METAL-LIGAND COOPERATIVE CATALYSIS BASED ON ORIGINAL NON-INNOCENT PINCER COMPLEXES – CYCLOOP

Cooperative catalysis, in which both partners work in a concerted manner to favor a transformation, has become a highly valuable synthetic tool. Inspired by biological systems, several types of cooperativity involving transition metals have been designed: bimetallic, metal/organic and metal/ligand. This project aims at the development of new cooperative metal/ligand systems and their application in catalytic processes other than hydrogenation/deshydrogenation. We have chosen to focus on non-innocent pincer complexes. One of the originalities of the present proposal is based on the strong synergy between theoretical and experimental approaches.
Starting from preliminary results using “indenediide/Pd” catalytic system in the cycloisomerization of alkynoic acid, we now seek the optimization of the catalytic performances (selectivity and activity) of pincer complexes so that more challenging substrates can be envisioned. In order to achieve this goal, we will take profit of the high structural modularity of indenediide and methanediide pincer ligands, developed by two of the partners. In a first step, the theoretical tool will be used to explore the possible catalytic mechanisms in order to identify steps/parameters influencing the activity and the selectivity. Experimental mechanistic investigations and stoichiometric reactions will complete the computational studies. This will help to evaluate the impact of the structural modulations on the non-innocent character of the ligands and thereby the catalytic performances. The best candidates will be tested first in the formation of valuable alkylidene lactones via cycloisomerization of alkynoic acids, including internal alkynes or those leading to medium and macrolactones. These systems will be evaluated subsequently in even more challenging cyclization processes such as those involving alkenoic acids, ynamides or alkynols.
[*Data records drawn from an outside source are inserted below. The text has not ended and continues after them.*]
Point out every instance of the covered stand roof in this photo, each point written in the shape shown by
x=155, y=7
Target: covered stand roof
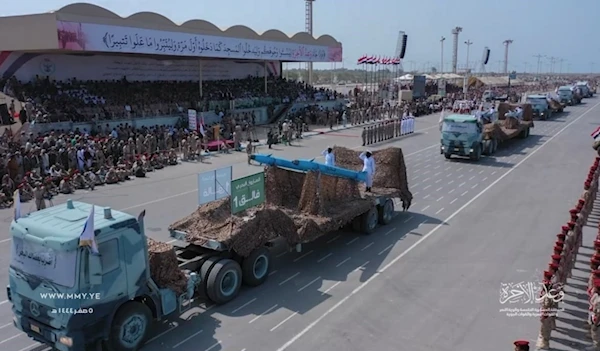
x=38, y=32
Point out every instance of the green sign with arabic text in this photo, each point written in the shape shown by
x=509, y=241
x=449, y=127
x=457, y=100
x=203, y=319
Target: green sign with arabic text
x=247, y=192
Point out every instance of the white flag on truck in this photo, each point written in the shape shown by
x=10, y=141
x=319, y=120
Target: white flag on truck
x=17, y=200
x=87, y=237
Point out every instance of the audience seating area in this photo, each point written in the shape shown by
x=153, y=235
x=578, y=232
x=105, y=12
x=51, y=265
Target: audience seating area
x=82, y=101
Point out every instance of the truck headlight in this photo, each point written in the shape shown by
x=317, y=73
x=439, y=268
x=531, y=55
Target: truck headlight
x=65, y=340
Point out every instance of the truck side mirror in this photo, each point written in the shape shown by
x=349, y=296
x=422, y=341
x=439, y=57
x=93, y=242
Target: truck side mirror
x=95, y=269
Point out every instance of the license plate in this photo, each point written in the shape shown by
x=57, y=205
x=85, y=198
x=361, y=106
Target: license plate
x=35, y=328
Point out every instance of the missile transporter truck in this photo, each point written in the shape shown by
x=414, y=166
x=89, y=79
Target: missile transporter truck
x=132, y=281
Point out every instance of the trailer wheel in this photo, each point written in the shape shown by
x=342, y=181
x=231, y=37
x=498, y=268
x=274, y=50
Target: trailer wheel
x=487, y=147
x=386, y=212
x=224, y=281
x=255, y=267
x=130, y=327
x=369, y=221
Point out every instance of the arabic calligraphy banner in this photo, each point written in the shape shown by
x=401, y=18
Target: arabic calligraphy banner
x=214, y=185
x=247, y=192
x=103, y=38
x=25, y=67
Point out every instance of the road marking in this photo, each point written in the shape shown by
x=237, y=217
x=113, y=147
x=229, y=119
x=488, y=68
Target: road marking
x=301, y=257
x=344, y=261
x=262, y=314
x=360, y=267
x=290, y=278
x=214, y=345
x=331, y=287
x=366, y=247
x=334, y=239
x=386, y=249
x=423, y=238
x=324, y=258
x=352, y=241
x=187, y=339
x=309, y=284
x=283, y=321
x=244, y=305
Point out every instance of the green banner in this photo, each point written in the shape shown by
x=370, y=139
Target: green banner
x=247, y=192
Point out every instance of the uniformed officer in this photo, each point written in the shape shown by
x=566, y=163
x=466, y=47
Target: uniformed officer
x=521, y=345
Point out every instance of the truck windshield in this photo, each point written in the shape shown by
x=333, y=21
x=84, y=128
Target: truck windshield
x=537, y=101
x=58, y=267
x=463, y=128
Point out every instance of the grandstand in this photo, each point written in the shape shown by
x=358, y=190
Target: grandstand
x=83, y=65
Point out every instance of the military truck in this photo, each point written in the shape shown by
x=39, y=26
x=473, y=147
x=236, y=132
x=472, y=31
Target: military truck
x=113, y=293
x=540, y=106
x=462, y=135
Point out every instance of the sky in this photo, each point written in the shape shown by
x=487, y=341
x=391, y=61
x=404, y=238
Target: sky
x=556, y=29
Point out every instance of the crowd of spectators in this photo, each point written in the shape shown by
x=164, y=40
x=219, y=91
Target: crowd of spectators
x=82, y=101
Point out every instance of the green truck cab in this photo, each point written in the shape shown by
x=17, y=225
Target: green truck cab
x=462, y=135
x=65, y=296
x=540, y=106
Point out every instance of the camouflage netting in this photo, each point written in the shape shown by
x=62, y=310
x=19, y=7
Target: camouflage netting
x=504, y=107
x=243, y=232
x=300, y=207
x=164, y=267
x=390, y=170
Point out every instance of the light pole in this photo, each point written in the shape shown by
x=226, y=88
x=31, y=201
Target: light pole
x=442, y=58
x=468, y=43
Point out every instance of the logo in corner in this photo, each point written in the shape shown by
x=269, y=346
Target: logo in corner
x=34, y=308
x=47, y=67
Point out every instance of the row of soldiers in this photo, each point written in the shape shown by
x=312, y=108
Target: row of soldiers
x=563, y=259
x=388, y=130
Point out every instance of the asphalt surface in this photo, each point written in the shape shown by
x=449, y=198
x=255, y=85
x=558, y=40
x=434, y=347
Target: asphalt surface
x=430, y=280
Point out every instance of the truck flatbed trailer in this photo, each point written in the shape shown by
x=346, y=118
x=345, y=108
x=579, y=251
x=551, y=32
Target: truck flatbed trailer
x=506, y=128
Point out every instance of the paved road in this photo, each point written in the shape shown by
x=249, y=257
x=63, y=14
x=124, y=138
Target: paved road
x=440, y=265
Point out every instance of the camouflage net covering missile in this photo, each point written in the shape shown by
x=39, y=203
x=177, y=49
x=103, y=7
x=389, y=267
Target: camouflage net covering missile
x=300, y=207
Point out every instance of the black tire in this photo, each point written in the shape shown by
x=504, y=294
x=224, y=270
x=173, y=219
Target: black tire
x=487, y=147
x=205, y=269
x=369, y=221
x=386, y=212
x=130, y=316
x=224, y=281
x=256, y=267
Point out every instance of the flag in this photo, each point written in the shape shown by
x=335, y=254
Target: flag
x=596, y=133
x=88, y=237
x=17, y=200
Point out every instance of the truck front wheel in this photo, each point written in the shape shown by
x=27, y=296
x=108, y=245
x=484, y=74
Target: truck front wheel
x=224, y=281
x=255, y=267
x=369, y=221
x=130, y=327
These cyclization processes using the designed non-innocent pincer complexes provide an ideal route for the preparation of lactones for the ring opening polymerization (ROP), (in particular 7-membered ring lactones). epsilon-lactones will be prepared from alkynoic or alkenoic acid and their use in ROP will be explored aiming at preparing biodegradable polyesters with tunable properties. Cyclic bloc copolyesters are particularly targeted, and a dual “metal/organic base” catalytic polymerization approach recently described by partner 1 will be used. These cyclic copolymers draw a growing attention due to their different physical properties compared to the linear counterparts. We target in particular cyclic copolymers with non-miscible blocs capable of phase-segregation in nano-structures. Original cyclic block copolymers will be thus prepared and their properties of nanostructuration will be compared with those of the linear ones.